Ганси вспрыгнул на подоконник, стучит в стекло. Офицеры поднимают головы. Мальчик знаками просит их подойти к окну. Беллами встает, открывает окно, берет Ганси за руку. Прибежавший часовой, злой и раздосадованный тем, что дал себя провести, хочет задержать мальчика. Не знает, как оправдаться перед офицерами. Беллами прерывает его: никто не собирается обвинять его в небрежности. Пусть даст парнишке войти. Ганси спрыгивает в гостиную, растерянно смотрит на американцев: свет люстры слепит ему глаза.
Беллами кладет ему руку на плечо:
— Ну, дружище, что случилось? Почему ты так поздно на ногах?
Остальные офицеры поднялись, окружили Ганси, радуясь возможности прекратить партию.
Ганси смущен. Никак не может объясниться. Открывает рот, чтобы сказать что-то, и начинает заикаться. Протягивает Беллами записку отца. Летчик быстро пробегает ее глазами.
— О каком корабле идет речь?
— Не знаю.
— Твой отец — радиолюбитель?
Ганси спрашивает себя, разрешено быть радиолюбителем или нет.

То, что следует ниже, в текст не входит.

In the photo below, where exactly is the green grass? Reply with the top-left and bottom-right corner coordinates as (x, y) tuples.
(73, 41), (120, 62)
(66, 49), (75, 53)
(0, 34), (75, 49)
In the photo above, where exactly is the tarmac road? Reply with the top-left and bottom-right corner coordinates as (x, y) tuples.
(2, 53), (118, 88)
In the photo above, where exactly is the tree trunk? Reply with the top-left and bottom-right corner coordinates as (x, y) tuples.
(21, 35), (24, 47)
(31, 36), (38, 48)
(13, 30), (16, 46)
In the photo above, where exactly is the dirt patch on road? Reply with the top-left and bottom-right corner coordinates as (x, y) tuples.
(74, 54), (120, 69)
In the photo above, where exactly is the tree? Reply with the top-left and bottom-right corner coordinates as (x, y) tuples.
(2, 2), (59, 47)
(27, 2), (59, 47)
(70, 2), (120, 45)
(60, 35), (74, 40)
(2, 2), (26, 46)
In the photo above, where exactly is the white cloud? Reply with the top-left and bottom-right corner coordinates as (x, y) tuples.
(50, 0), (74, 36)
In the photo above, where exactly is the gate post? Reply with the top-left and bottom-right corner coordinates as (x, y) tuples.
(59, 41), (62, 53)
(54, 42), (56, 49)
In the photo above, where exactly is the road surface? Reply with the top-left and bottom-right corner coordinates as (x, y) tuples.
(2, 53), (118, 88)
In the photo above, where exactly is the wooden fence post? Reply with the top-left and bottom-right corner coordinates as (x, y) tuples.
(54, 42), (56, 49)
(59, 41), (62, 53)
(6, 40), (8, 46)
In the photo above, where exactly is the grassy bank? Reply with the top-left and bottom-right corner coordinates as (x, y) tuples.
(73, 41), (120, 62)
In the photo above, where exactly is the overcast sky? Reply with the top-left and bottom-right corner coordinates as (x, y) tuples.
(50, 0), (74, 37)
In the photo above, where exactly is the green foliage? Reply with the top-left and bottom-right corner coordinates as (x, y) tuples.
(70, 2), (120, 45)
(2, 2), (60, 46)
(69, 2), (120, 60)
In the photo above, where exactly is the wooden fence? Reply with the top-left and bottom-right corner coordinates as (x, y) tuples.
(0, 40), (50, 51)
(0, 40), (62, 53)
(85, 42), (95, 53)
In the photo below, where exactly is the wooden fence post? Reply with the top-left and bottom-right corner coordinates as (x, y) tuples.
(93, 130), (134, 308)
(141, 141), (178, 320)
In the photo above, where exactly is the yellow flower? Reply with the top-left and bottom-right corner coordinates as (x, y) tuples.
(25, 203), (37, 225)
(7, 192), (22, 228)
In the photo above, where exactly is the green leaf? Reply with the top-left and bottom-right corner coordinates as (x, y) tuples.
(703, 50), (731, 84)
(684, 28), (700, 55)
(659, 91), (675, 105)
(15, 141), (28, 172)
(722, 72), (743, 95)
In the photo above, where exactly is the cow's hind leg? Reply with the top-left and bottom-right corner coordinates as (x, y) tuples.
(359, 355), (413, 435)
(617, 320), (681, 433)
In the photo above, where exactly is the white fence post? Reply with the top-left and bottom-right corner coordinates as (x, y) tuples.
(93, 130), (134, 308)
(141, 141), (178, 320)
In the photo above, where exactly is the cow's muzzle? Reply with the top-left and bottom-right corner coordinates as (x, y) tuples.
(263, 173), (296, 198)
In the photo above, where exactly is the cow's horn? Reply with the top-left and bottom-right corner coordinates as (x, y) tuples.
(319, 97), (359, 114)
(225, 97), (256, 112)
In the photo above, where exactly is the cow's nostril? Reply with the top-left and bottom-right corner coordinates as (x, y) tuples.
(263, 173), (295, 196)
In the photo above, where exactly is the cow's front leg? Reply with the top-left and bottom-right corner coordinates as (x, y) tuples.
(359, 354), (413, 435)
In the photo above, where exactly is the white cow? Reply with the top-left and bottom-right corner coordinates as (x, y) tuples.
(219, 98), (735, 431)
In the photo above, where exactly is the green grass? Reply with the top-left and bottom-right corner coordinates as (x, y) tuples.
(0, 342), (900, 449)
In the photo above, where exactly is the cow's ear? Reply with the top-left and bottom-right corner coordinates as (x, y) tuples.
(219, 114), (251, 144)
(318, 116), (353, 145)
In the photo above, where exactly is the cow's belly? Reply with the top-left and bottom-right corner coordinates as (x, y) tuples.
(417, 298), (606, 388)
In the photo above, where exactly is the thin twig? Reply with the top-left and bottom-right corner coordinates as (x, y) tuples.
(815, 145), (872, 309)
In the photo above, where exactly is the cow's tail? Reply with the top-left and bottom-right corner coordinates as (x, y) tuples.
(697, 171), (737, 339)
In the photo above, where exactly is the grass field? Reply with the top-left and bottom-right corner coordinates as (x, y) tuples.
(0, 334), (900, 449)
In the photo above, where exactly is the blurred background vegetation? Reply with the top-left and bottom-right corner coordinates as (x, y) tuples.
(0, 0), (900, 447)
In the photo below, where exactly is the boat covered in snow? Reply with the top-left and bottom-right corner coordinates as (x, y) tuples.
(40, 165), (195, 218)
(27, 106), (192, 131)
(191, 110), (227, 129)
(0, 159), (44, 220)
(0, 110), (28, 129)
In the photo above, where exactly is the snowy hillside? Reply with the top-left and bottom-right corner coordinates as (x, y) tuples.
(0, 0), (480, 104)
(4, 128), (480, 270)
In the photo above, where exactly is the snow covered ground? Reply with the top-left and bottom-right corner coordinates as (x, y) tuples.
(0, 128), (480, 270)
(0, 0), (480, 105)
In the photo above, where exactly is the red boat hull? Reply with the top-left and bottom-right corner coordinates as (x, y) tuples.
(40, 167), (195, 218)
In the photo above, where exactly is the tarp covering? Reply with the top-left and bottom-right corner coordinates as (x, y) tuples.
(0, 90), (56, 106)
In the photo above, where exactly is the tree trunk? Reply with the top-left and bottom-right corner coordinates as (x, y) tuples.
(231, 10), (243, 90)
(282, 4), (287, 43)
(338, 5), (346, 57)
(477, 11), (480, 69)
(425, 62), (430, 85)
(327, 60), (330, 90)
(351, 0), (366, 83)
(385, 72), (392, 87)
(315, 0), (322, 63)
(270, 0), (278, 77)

В последнее время существует столько запрещений, а люди все-таки проделывают всякие запрещенные вещи. Он не доверяет оккупантам и в своем сомнении решает ограничиться осторожным:
— Не знаю.
— Как не знаешь? У твоего отца, по-видимому, есть приемник, раз он пишет об этом.
— У него есть приемник, но я не знаю, пользуется он им или нет.
Беллами пожимает плечами. Этот ребенок — форменный идиот. Это раздражает его. Как только он увидел Ганси, ему стало ясно, что провидение послало мальчика помочь ему выбраться из затруднения. Он был прав, когда говорил, что один шанс из пяти, чтобы выпутаться, — хорошее соотношение, но игра еще не кончена. Шарик все еще катится. Надо, чтобы он попал на хороший номер.
Беллами надевает пальто:
— Я иду с ним.
Записка переходит из рук в руки. Товарищи хотят высказать свое мнение; лучше всего было бы вызвать по телефону американскую радиостанцию. Официальное радио всегда в курсе такого рода спасательных операций. Нет никакого смысла поручать кому-то забрать сыворотку по прибытии французского самолета; не известно еще, как переправить ее в Осло. Удобнее всего было бы заняться этим военному госпиталю или полиции. Во всяком случае, без вмешательства властей ничего нельзя сделать.
Беллами не согласен:
— Все это слишком долго и сложно. Тут нужно успеть к сроку.
— А один ты управишься быстрее?
— Безусловно, потому что ни у кого не буду спрашивать разрешения.
— Разрешения на что?
— Откуда я знаю? На то, что окажется необходимым. Буду действовать по наитию.
— Вздор говоришь.
— Увидим.
— Да что ты плетешь?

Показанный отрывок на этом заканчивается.